Public repository content is meant to show engineering quality:

- source code for the platform foundation;
- OpenAPI schema;
- public demo shell;
- read-only synthetic demo API contract;
- public CI;
- public demo health workflow;
- ADRs and architecture docs;
- sanitized evidence.

Private repository content remains the working product and operations source:

- deployment internals;
- real operational history;
- live environment details;
- customer or tenant-specific context;
- sensitive configuration.

## Scaling Direction

The first scaling step is not microservices. The first scaling step is stronger
boundaries inside the modular monolith:

1. Keep domain logic out of HTTP handlers.
2. Keep provider-specific logic inside adapters.
3. Keep async delivery behind outbox and worker contracts.
4. Keep tenant and role checks explicit.
5. Keep workflow side effects auditable and outbox-backed.
6. Keep observability and release evidence part of every serious change.

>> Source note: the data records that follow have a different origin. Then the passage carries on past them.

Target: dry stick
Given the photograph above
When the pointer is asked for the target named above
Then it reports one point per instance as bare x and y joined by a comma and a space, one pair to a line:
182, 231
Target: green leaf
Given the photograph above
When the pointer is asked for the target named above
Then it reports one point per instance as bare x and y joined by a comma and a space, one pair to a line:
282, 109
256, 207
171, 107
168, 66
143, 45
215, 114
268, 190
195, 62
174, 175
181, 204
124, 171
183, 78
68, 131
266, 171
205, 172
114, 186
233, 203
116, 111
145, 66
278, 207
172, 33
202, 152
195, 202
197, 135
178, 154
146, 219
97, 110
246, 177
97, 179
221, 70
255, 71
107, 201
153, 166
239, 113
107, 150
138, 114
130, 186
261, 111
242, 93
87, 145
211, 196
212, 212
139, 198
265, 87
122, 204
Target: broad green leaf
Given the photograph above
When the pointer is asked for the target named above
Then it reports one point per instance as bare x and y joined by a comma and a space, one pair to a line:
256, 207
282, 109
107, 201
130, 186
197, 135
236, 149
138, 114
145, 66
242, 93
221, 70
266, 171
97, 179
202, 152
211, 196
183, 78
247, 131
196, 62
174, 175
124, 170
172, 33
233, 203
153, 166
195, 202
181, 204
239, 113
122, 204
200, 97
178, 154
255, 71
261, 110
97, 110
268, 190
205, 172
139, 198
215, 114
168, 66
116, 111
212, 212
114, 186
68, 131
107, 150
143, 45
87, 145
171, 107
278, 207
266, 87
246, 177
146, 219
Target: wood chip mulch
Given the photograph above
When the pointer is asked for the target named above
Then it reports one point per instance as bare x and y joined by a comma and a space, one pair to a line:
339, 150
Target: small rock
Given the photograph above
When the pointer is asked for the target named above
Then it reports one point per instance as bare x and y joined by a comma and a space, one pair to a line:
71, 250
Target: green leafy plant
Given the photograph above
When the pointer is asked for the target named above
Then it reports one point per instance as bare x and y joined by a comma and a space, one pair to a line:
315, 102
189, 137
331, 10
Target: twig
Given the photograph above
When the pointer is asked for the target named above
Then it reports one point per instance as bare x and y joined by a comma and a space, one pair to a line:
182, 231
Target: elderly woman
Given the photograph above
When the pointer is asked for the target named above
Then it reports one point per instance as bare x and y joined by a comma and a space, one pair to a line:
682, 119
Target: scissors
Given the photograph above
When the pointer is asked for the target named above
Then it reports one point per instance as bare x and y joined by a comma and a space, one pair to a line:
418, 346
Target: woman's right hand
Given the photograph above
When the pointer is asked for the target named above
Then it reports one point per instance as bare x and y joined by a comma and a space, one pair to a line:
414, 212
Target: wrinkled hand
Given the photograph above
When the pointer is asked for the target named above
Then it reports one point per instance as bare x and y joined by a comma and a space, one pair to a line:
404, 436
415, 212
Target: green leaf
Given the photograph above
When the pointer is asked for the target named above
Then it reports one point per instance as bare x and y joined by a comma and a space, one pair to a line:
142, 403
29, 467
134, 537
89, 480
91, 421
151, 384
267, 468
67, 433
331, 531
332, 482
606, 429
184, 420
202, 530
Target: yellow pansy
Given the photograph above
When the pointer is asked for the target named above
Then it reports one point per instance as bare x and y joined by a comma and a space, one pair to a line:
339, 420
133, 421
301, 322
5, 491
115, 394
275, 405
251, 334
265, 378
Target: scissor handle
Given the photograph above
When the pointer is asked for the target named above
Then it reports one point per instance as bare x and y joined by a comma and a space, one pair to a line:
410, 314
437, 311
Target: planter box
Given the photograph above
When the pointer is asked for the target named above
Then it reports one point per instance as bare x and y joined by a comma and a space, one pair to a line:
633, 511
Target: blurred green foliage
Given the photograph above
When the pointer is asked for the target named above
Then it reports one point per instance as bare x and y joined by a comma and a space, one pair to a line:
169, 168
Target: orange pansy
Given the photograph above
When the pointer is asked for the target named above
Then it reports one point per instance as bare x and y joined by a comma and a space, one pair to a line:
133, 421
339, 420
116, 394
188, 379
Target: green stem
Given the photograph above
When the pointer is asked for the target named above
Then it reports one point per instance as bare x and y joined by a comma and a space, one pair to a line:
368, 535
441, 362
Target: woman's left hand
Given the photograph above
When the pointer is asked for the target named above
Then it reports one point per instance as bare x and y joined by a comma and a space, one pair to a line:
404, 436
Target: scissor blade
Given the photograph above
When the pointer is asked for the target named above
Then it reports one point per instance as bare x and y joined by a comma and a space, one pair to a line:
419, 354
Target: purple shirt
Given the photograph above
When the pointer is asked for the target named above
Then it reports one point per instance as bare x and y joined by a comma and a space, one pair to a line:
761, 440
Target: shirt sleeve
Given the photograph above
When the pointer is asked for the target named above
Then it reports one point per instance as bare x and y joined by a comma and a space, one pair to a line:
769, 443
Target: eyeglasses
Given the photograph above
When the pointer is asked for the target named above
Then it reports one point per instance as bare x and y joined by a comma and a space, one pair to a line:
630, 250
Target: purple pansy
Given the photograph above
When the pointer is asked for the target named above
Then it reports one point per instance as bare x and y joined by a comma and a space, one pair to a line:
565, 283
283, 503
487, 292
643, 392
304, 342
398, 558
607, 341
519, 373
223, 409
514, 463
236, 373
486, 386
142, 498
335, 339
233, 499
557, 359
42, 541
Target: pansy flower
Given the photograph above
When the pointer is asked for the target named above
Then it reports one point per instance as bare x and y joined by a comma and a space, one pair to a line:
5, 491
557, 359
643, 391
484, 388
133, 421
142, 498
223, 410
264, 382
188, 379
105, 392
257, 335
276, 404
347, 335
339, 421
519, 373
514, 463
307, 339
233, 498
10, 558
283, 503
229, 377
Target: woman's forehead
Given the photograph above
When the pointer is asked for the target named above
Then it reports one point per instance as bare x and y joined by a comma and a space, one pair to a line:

Services can be extracted later when the reason is concrete: independent
scaling, independent release cadence, provider isolation, or operational risk
reduction.

## Engineering Summary

This page records the platform shape before reading code: where requests enter,
where state is stored, how background work runs, where integrations belong, and
how the public demo is separated from private operations.